ST. PETERSBURG, Fla.-The wind was expected to go right, but the left paid. The breeze was rarely above 8 knots and often at zero. Sounds like a day when you had to roll the dice and take your chances?

Not so, said Mike Hoey, the tactician on Paul Hulsey’s Melges 24 Hoodlum, which won the only race for its class on the first day of the 2008 Sperry Top-Sider St. Petersburg NOOD Regatta.

“We got out at 7:30 a.m. and that was the key,” he said. “Even though we knew the wind was forecast to go right, every one of the puffs was from the left and it was a lift (on port tack).”


When the race started, a majority of the 49-boat fleet, the largest at the regatta, crossed the line near the boat end and tacked toward the right side. Hoey, Hulsey, and the crew of Hoodlum made a beeline for the left corner and while they were often sailing a knock to get there, the added pressure made all the difference in the world.

“We were fourth-fifths of the way up the course before we took our crew off the rail,” Hoey said, noting that most crews were sitting in the boat or to leeward for much of the leg.

They rounded second, just behind the lead boat, and headed downwind, trying to stay in what little pressure remained on Tampa Bay. With the finish line in sight, and Hoodlum in the lead, the wind completely died. Spinnakers hung limp, crews dipped their toes in the water off the leeward rail. The lead wasn’t large, in distance, but with everyone moving so slowly, it was plenty of cushion. “Three boatlengths may as well have been a mile,” said Hoey. “What we were doing was covering the guys behind. We stayed between our competition and the finish. We sailed extra distance, but we knew they couldn’t get by us. It was a fun race.”


It took Hoodlum and the rest of the top portion of the fleet 10 minutes to cover the last quarter mile to the finish, and they crossed the line with the jib up and going upwind-though the wind filled back in from the east for the bulk of the fleet. But for Hulsey, Hoey and the rest of the Detroit-based crew, the finish was worth the wait. They duplicated their performance from 2006, when they also won the first race. That year, they finished the regatta sixth. This year, they’ll be aiming a little higher.

Saturday’s forecast is light as well and Hoey said the team plans to stick to what worked for them on Friday, getting out early and doing their homework. They sailed both sides of the course before the start knew what to expect on the first beat.

Crack PRO Pat Seidenspinner tried to get a second race off for her circle, which included the Melges 32s, J/24s, J/105s, and Melges 24s, but the wind didn’t cooperate. Things went slightly better for the other two circles where the other 12 classes each got in a pair of races.


It wasn’t easy, said Sonar competitor Paul Callahan, and the wind was quite light, but it was great to go sailing. “The race committee did a great job,” he said.

Callahan, a veteran Paralympic competitor, won one race and finished second in the other. The Sonar fleet in St. Pete is a mixture of some of the world’s best Paralympic sailors and some able-bodied boats.

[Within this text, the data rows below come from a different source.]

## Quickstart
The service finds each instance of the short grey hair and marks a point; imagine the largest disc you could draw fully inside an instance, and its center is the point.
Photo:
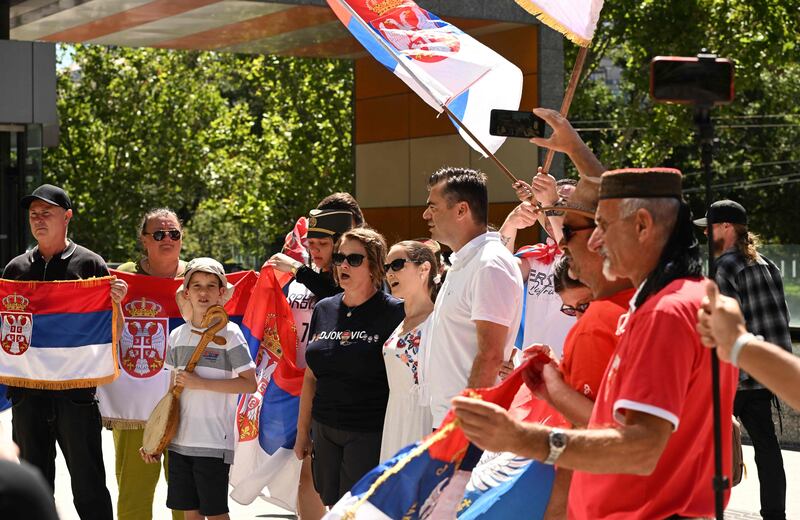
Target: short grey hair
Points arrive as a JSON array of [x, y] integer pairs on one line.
[[664, 211]]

While both races were sailed in quite light conditions, Callahan and his team changed their rig set up during the long delay on CVS Pharmacy. “The first race, it was very light, but very choppy,” said Callahan. “We had to really power the rig up, especially on port tack. The second race was very steady breeze, so we bladed out the sails.”


Like on the Melges 24 racecourse, staying in the pressure was important. Callahan said they tried to connect the dots of pressure. “It was like dancing on lily pads,” he said.

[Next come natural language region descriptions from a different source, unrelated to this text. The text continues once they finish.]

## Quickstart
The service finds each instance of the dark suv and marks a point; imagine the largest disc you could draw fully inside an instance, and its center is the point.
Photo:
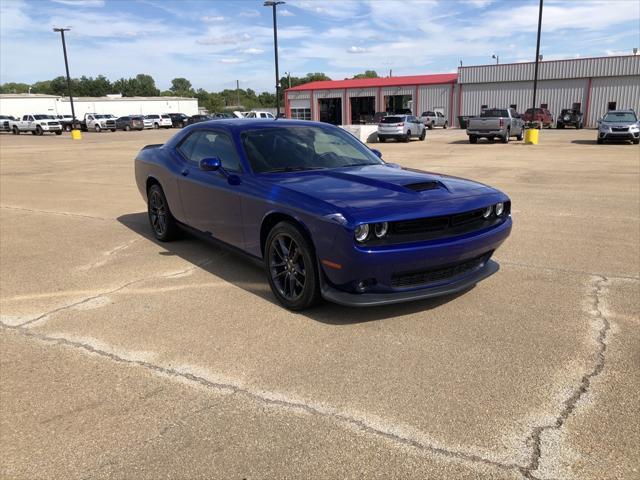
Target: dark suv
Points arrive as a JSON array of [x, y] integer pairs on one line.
[[130, 122], [571, 117]]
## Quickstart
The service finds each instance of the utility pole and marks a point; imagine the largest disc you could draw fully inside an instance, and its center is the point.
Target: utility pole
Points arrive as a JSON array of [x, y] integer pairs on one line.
[[66, 66], [274, 4]]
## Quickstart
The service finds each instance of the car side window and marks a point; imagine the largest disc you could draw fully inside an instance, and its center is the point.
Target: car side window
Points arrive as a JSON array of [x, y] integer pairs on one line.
[[208, 144]]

Of the 12 classes that sailed two races, three are led by a boat that won both. Edward Dixon’s Tri Power has a 3-point advantage in the Cosair 24 class, as does Brad Boston in the 10-boat Ultimate 20 division. In the Wavelength 24 class, St. Pete sailor Christophe Woodle won both races, but Jim Kalahar was right on his tail in each one and trails Woodle by just two points.

The wind looks better for tomorrow and then a solid breeze is predicted for Sunday, when the first event in the 9-regatta Sperry Top-Sider NOOD Regatta series will come to a close.